Complete Guide to Observability in Go: Logging, Metrics, and Tracing with OpenTelemetry and Prometheus
Modern applications, especially those built using microservices architecture, can be challenging to debug and monitor. Observability—the ability to understand a system’s internal state by examining its outputs—has become essential for maintaining reliable services.
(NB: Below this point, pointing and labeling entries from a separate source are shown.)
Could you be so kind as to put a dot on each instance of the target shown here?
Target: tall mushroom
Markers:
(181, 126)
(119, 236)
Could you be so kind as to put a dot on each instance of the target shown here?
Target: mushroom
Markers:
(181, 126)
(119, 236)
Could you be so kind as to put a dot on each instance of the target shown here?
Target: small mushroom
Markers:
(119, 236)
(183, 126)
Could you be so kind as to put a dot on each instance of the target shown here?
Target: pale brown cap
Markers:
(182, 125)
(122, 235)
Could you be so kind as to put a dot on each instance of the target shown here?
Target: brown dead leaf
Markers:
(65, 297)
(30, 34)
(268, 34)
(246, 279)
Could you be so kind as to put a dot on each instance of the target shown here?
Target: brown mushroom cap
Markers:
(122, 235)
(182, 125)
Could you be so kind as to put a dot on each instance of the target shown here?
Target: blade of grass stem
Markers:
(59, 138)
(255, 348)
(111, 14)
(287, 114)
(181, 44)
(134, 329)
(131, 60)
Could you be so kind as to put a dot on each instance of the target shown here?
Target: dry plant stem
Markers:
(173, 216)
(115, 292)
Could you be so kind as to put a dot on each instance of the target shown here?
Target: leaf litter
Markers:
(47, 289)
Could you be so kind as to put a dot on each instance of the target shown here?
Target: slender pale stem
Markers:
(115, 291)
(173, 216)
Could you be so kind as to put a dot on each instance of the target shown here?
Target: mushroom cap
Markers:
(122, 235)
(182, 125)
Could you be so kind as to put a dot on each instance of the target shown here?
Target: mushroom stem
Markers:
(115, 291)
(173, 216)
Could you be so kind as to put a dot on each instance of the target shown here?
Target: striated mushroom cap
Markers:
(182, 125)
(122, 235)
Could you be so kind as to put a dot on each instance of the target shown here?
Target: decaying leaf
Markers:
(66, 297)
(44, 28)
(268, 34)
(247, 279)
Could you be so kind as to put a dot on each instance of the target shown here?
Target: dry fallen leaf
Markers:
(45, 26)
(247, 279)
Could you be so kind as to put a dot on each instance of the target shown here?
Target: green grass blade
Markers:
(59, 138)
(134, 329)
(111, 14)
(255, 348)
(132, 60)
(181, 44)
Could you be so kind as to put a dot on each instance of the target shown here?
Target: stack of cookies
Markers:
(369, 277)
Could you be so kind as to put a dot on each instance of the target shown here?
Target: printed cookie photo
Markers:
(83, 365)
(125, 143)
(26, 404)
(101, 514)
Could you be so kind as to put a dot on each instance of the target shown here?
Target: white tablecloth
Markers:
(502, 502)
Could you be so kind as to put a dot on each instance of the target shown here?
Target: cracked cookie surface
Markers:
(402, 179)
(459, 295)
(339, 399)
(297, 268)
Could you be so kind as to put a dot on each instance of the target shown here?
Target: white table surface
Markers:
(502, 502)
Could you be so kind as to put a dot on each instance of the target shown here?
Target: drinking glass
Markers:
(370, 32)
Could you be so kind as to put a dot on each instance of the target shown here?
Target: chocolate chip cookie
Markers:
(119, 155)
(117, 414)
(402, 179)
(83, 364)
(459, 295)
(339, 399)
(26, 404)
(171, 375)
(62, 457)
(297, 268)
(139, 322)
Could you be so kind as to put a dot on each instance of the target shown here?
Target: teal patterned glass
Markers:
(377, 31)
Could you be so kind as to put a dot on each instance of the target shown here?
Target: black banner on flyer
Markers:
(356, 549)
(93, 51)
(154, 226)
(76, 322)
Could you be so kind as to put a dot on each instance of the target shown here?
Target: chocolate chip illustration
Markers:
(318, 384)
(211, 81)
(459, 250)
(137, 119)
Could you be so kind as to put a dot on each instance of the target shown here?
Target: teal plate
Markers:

For Go applications, implementing comprehensive observability involves three pillars: logging, metrics, and distributed tracing.
This guide provides a practical approach to implementing observability in Go applications using industry-standard tools: structured logging with Zap, metrics with Prometheus, and distributed tracing with OpenTelemetry.
Understanding Observability
Observability consists of three primary components:
- Logging: Discrete events that provide context about what’s happening in your application
- Metrics: Numerical data captured at regular intervals to monitor system health and performance
- Tracing: Tracking the flow of requests through distributed systems
Each component serves a distinct purpose, and together they offer a complete view of your application’s behavior.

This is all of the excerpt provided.